Local infiltration of the clipped and aseptically prepared surgical site with lidocaine and adrenaline following a rectangular draping with exposed surgical field (A), firm mass on the left inguinal mammary gland (white arrow), dissection of the exposed mammary tissues and tumour mass (B), suturing the mammary gland tissues (C) approximated skin edges by subcuticular sutures (D), lightly bandaged surgical site (E) and healed surgical site 4 weeks post-surgery. Discussion Mammary gland tumours, like other tumours are the result of mutation inactivating tumour suppressor genes and DNA repair genes, thus enabling abnormal cell proliferation. Mammary tumours are the most frequent neoplasia in female dogs constituting a serious problem in veterinary medicine [1]. Risk factors could be non-modifiable such as gender, age, genetic mutation, personal history, family history and modifiable which include; not being physically active, obesity, hormones, reproductive history and alcohol entities. Diagnosis of mixed mammary gland tumour was reached by the cytological appearance similar to reports by Dolka, et al. [9] in which lobular hyperplasia cholesterol clefts and high cellularity were observed. The case supports the findings of Sorenmo, et al. [5] that surgical excision is usually the first option in mammary tumour with an immediate esthetically pleasing appearance which gets better as the surgical wound heal by primary intention.

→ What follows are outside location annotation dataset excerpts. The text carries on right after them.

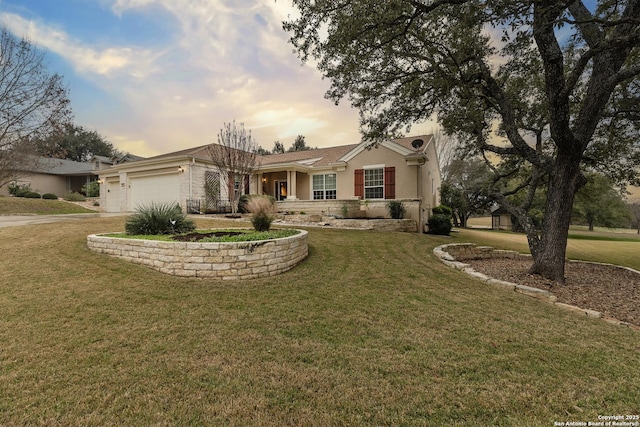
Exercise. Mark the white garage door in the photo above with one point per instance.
(146, 190)
(113, 196)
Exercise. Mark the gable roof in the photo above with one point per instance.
(315, 158)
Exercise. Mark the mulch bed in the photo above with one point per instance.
(195, 236)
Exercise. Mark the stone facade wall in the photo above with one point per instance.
(218, 260)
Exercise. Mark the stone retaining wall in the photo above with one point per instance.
(377, 224)
(219, 260)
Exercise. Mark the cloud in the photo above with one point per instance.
(223, 60)
(105, 62)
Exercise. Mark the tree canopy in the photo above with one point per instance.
(33, 104)
(550, 87)
(76, 143)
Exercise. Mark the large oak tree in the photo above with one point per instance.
(556, 80)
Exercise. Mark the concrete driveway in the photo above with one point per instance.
(16, 220)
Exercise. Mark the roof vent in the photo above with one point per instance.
(417, 143)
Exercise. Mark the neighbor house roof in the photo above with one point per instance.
(53, 166)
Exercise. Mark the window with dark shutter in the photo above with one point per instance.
(359, 183)
(390, 182)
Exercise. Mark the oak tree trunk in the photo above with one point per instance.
(550, 252)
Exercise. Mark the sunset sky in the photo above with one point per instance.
(154, 76)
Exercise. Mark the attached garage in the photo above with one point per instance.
(148, 189)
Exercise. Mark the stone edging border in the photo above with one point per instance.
(448, 259)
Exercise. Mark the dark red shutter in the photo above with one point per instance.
(358, 178)
(390, 182)
(231, 185)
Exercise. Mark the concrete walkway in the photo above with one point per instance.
(16, 220)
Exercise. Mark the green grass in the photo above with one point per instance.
(20, 205)
(610, 248)
(370, 330)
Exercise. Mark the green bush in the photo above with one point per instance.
(242, 203)
(92, 189)
(396, 209)
(18, 190)
(161, 218)
(440, 224)
(74, 197)
(442, 210)
(262, 209)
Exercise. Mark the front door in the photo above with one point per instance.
(280, 190)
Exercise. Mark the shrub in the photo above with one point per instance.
(242, 203)
(442, 210)
(92, 189)
(18, 190)
(74, 197)
(440, 224)
(158, 218)
(396, 209)
(262, 210)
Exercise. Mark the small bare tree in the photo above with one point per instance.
(33, 104)
(635, 211)
(235, 156)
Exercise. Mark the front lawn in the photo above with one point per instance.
(370, 330)
(21, 205)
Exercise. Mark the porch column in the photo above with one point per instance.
(292, 191)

Histologically, the mammary tumour presented numerous tubules with some containing mucin and increased connective tissue stroma with visible dense cellularity. Also the presence of acini with neoplastic epithelial cells and myoepithelial cells, cartilage and bony trabeculae signified the mixed nature of the mammary tumour in this case. These findings corroborates the reports by Cassali, et al. [10] where they reported canine mixed mammary gland tumour to present a complex histological pattern consisting of epithelial and mesenchymal component. Goldschmidt, et al. [11] and Sharma and Farooq [12] reported that the mesenchymal component consists of cartilage and/ or bone, mostly in combination with adipose tissue. Also, they reported epithelial component of the neoplasm to be malignant while the mesenchymal component is often benign. Malignant mixed mammary tumour (Carcinosarcoma) is composed of cells that morphologically resemble epithelial cells, luminal epithelium and/or myoepithelial and have various types of differentiation including adeno, squamous, mucinous and anaplastic features [12]. Benign mixed tumours are characterized by benign proliferation of cells that are morphologically similar to epithelial components and mesenchymal cells that produce cartilage and bone [2, 12]. Malignant types of canine mammary tumours are more frequent than benign mammary tumours. Due to vast histological diversity of canine mammary tumours their diagnosis is difficult and provides little prognostic information [13, 14, 15].
Conclusion
Canine mammary tumours attract special interest because of their similarities with human breast cancer. Mixed tumours are uncommon lesions in the human breast, but they are found most frequently in the mammary gland of the female dogs and in the human salivary glands. Canine mixed mammary gland tumours could be effectively managed by early surgical excision with adjunctive chemotherapy using vincristine sulphate at 0.025mg/kg patient’s body weight.